Em uma pequena sala com pouco mais de 20 pessoas, Maria Flor foi posicionada em uma cadeira a frente, com três focos de luz ao seu redor, enquanto o resto da sala estava mais atrás, no escuro, assistindo o que estava acontecendo ali naquele pequeno palco. Foi nesse clima intimista que ela contou a sua primeira memória de infância com o cinema, quando ia ao cinema drive-in com seus pais mesmo sem ter a idade permitida para estar ali. Naquela mesma época assistiu ao seu primeiro filme de animação, Fantasia (1940) lançado pela Walt Disney Pictures, que até hoje a deixa impressionada. Do encantamento que sentiu quando menina, hoje, ela reflete sobre como o cinema é capaz de criar mundos fantásticos e fazer o público acreditar naquilo, vendo beleza na estética criada mesmo que não compreenda a razão daquilo. “Eu não entendia nada do que tava acontecendo ali com o Mickey, mas era tão lindo que eu fiquei encantada”, lembrou.

Também na infância veio o seu primeiro contato com um set de filmagens quando o seu pai, técnico de som, a levou para o set de Lua de Cristal (1990) para que pudesse ver a Xuxa. Mas o propósito de ver a “Rainha dos Baixinhos” logo foi substituído pela curiosidade de observar um monte de gente andando de um lado para o outro com cabos, microfones, câmeras e ela se perguntar como tudo aquilo que estava acontecendo ali ia se tornar um filme.

Desde então, o cinema passou a ser uma de suas paixões por representar muitas das grandes experiências humanas na vida com tanta emoção e identificação. Como lembra do quanto chorou com o coração partido ao assistir Meu Primeiro Amor (1991) e do impacto que sentiu ao mais tarde ver Titanic (1997), com efeitos visuais grandiosos e aquela história de romance que termina com uma grande tragédia. Essa capacidade do cinema de retratar tão verdadeiramente as emoções humanas e nos fazer acreditar naquela realidade criada foi o que fez Maria assistir Titanic outras 14 vezes e se emocionar em todas elas. “Eu sabia que o navio ia afundar, o Jack ia morrer e a Rose ia ficar ali gritando por ele mas eu queria ver e sentir tudo aquilo de novo”, disse a atriz.

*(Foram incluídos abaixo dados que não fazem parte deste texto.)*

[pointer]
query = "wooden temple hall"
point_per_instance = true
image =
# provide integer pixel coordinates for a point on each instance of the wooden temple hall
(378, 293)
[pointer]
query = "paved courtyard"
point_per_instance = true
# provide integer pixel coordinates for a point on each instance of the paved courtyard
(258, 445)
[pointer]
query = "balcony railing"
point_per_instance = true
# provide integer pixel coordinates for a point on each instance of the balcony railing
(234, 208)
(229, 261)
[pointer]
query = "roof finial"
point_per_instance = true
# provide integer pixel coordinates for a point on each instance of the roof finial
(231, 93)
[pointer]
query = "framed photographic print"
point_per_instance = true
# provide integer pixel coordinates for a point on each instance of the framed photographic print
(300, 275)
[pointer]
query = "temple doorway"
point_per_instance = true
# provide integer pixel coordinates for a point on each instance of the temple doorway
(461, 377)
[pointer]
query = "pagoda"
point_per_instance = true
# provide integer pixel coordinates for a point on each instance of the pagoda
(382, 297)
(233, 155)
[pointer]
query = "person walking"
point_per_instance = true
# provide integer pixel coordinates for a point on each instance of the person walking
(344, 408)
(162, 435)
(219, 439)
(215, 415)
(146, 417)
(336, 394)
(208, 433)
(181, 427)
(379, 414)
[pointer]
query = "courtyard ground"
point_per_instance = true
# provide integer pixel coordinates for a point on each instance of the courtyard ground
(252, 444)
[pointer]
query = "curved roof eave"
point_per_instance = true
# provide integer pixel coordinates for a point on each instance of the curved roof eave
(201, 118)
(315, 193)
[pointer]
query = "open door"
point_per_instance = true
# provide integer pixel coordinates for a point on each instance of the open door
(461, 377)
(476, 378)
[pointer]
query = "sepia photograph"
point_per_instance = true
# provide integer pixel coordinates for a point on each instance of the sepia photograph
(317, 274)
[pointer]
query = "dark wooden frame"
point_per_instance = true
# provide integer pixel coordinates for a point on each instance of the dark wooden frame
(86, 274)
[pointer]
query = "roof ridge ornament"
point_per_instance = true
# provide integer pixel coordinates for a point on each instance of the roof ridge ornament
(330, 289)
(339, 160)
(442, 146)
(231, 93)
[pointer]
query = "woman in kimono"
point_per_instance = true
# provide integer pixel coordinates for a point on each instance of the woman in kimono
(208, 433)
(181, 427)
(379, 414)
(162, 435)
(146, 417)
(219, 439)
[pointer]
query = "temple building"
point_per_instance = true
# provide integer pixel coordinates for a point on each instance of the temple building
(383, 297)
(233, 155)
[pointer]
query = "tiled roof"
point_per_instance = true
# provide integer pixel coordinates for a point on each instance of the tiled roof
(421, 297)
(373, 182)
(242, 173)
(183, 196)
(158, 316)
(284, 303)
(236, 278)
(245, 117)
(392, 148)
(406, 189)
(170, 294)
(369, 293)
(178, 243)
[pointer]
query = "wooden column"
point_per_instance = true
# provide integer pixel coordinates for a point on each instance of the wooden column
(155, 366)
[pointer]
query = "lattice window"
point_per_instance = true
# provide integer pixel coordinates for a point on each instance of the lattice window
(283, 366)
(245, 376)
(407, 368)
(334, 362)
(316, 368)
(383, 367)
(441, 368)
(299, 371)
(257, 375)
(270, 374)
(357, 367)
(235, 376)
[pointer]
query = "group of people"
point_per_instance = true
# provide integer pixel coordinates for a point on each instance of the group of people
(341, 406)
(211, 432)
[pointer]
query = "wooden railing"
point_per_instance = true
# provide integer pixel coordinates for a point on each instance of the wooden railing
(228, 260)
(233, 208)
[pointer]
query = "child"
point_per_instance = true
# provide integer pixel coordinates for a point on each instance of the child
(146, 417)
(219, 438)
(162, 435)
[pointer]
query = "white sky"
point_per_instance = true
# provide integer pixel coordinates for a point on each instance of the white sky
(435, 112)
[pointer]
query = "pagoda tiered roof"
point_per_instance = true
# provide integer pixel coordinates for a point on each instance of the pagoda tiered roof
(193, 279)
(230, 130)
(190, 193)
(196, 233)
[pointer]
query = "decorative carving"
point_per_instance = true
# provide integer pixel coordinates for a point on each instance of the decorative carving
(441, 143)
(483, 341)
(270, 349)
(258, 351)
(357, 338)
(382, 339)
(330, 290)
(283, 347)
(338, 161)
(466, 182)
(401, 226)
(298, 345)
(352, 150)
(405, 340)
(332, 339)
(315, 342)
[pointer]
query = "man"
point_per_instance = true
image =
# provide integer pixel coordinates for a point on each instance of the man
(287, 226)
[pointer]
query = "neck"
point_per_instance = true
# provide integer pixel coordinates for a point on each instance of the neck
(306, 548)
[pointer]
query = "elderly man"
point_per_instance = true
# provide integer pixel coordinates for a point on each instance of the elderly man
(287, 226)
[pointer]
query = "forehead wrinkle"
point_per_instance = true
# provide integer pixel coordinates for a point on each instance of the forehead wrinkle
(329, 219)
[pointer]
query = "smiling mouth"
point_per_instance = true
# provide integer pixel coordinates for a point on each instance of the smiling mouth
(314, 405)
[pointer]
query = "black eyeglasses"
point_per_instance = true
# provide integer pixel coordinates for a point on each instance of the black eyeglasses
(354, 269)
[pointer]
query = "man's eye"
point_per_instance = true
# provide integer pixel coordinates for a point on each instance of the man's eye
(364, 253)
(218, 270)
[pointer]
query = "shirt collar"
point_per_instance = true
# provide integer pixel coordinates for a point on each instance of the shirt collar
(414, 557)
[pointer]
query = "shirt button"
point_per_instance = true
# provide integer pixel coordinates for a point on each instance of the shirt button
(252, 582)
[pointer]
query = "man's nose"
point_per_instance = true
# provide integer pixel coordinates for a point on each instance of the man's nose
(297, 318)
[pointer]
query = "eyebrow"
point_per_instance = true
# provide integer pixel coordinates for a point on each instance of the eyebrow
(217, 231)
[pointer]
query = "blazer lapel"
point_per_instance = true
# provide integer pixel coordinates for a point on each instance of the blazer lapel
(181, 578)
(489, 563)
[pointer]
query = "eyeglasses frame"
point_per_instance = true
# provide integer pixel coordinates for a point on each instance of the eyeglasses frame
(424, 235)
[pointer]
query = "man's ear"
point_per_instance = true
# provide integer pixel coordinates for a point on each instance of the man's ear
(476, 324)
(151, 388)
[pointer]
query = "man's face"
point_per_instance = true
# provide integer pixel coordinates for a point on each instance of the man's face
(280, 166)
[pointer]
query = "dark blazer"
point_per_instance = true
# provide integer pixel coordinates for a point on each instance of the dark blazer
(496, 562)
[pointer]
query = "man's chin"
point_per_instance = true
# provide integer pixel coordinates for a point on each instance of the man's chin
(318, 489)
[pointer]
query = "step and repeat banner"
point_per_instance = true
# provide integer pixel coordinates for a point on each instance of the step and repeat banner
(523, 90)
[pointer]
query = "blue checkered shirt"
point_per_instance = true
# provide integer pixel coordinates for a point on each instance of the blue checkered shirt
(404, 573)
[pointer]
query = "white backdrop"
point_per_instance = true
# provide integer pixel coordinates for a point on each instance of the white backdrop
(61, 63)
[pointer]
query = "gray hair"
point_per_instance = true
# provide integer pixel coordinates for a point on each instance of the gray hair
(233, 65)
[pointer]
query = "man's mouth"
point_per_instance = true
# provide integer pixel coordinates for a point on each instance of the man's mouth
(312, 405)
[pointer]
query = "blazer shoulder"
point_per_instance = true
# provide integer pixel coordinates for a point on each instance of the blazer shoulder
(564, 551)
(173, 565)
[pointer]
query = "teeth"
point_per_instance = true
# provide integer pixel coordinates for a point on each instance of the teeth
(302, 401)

E essas histórias de amor constantemente retratadas nos filmes,  principalmente as comédias românticas preferidas da atriz como Um Lugar Chamado Notting Hill (1999) e Quem Vai Ficar Com Mary? (1998), também a fizeram moldar sua visão do que seria o amor romântico. Visão que mais tarde foi confrontada pelo filme Amor (2012), com a demonstração da crueldade que é assistir a pessoa que você ama sofrer e definhar. Este filme do diretor Michael Haneke ainda a faz refletir hoje sobre essa parte tão real e difícil do amor que não aparece nas comédias românticas. Essa multiplicidade de visões de um mesmo tema tão natural ao ser humano faz com que o cinema continue surpreendendo e criando identificações com as nossas próprias memórias ou expectativas.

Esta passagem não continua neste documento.